A discount event notice is installed at the entrance of a Homeplus store in downtown Seoul. /Courtesy of News1
A discount event notice is installed at the entrance of a Homeplus store in downtown Seoul. /Courtesy of News1

The Homeplus union criticized that "the majority shareholder, private equity firm MBK Partners, intends to euthanize Homeplus by relying on the hands of others (the courts and creditors)," and that employees of direct-operated branches, partner companies, consumers, and investors would suffer.

On the 13th, the Homeplus branch of the Korean Confederation of Trade Unions stated in its report titled "The speculative capital MBK's Homeplus profit-taking sale Season 3" published the previous day that "MBK intends to withdraw from management through its application for corporate rehabilitation (court receivership) and liquidate Homeplus."

The union claimed in the report that MBK had acquired or invested in domestic corporations such as Homeplus and ING Life (Orange Life), Nepa, and Doosan Machine Tools, as well as Chinese companies (HKBN, Apex Logistics) and Japanese companies (Tasaki, Accordia Golf) through its Blind Fund No. 3, and that they promised astronomical performance bonuses if only Homeplus and Nepa were liquidated after making trillions in profits through 'big sales' of Orange Life and Doosan Machine Tools.

The union noted that among Homeplus' financial liabilities of 2 trillion won, Meritz Financial Group holds collateral bonds worth 1.2 trillion won and 61 self-owned stores, and that redeemable convertible preferred stock (RCPS) was invested in by the National Pension Service (600 billion won) and Saemaul Geumgo (70 billion won). They pointed out that the RCPS had increased to 1.1 trillion won through dividends and that while the National Pension Service had recovered 300 billion won of the 600 billion won in dividends, 1 trillion won in liability remained.

The union asserted that "the main strategy of private equity firms is to maximize capital gains through restructuring, and the target of acquisition companies is merely to plunder cash or assets," and emphasized that "MBK, upon acquiring Homeplus, used little of its own money and made Homeplus take on debt and interest responsibilities by borrowing against its own assets."

They also stressed that "the reason for Homeplus' management crisis is not due to the saturation of the mart industry but rather the structural issues of Homeplus that hinder the generation of operating and net profits," adding that "the responsibility lies with MBK, which offloaded the interest on the costs borrowed during the acquisition onto Homeplus."

On that day, the Homeplus mart union signed a wage agreement containing a demand that "the labor-management committee must be consulted prior to the sale of stores."

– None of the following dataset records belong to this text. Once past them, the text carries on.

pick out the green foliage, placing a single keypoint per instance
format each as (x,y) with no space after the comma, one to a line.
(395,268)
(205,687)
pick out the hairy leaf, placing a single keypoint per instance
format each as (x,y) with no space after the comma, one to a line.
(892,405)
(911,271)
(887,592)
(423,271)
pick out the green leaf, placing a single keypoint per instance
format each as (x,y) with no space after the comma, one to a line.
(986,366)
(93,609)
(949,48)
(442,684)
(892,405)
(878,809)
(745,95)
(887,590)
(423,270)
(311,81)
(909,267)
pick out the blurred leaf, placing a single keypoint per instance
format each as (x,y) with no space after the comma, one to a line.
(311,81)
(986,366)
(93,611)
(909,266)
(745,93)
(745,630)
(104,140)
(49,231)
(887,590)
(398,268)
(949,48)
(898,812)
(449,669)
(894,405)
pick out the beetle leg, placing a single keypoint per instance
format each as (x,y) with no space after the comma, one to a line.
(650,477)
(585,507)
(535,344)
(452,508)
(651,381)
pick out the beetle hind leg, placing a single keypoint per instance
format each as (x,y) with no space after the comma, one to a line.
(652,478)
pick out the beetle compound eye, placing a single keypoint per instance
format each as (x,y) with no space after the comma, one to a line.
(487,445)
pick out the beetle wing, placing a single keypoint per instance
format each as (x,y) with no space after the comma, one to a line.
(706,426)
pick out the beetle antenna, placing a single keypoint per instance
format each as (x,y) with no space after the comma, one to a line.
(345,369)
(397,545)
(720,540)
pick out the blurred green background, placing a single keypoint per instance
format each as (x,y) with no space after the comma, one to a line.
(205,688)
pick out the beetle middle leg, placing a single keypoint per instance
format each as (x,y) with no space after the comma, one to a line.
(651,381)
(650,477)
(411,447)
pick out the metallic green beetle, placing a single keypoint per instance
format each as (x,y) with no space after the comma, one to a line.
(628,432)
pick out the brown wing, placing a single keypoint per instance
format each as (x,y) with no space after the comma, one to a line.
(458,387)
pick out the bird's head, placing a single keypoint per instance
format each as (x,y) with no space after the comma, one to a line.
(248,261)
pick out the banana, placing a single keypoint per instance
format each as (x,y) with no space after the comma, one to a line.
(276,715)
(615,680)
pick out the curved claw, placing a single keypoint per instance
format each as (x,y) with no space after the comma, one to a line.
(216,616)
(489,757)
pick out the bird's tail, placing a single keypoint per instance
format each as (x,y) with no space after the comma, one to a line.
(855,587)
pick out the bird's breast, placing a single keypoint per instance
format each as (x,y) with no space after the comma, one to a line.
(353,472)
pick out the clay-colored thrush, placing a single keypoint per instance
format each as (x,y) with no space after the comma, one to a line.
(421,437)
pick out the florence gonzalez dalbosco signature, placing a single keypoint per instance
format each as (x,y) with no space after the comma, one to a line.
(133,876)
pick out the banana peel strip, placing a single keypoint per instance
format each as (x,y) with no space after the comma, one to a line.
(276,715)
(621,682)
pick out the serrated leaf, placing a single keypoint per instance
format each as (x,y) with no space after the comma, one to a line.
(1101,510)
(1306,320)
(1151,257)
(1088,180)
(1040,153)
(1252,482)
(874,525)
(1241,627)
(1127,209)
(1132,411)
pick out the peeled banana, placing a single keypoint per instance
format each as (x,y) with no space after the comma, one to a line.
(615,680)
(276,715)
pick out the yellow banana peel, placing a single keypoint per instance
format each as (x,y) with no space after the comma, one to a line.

The main points of the wage agreement this year include an average wage increase of 1.2% and the establishment of site experience allowances. Wages for positions from store senior staff to managers and from headquarters senior staff to full-time positions will increase by 1.2%, while other positions will be adjusted based on performance.

In addition, site experience allowances will be paid according to the length of service, up to a maximum of 25 years. The wage increase will be applied starting from March salaries, with retroactive payments for January and February of this year as well.

Chairperson An Soo-yong of the Homeplus mart union remarked that "the sudden application for corporate rehabilitation reflects a disregard for workers," stating, "We will do our best to prevent the sacrifice of employees during the rehabilitation process."

Meanwhile, Kim Kwang-il (Vice Chairman of MBK) and Jo Joo-yeon, co-CEOs of Homeplus, are set to hold a press conference at the company's headquarters in Gangseo-gu, Seoul, on the morning of the 14th to explain the recent situation of Homeplus.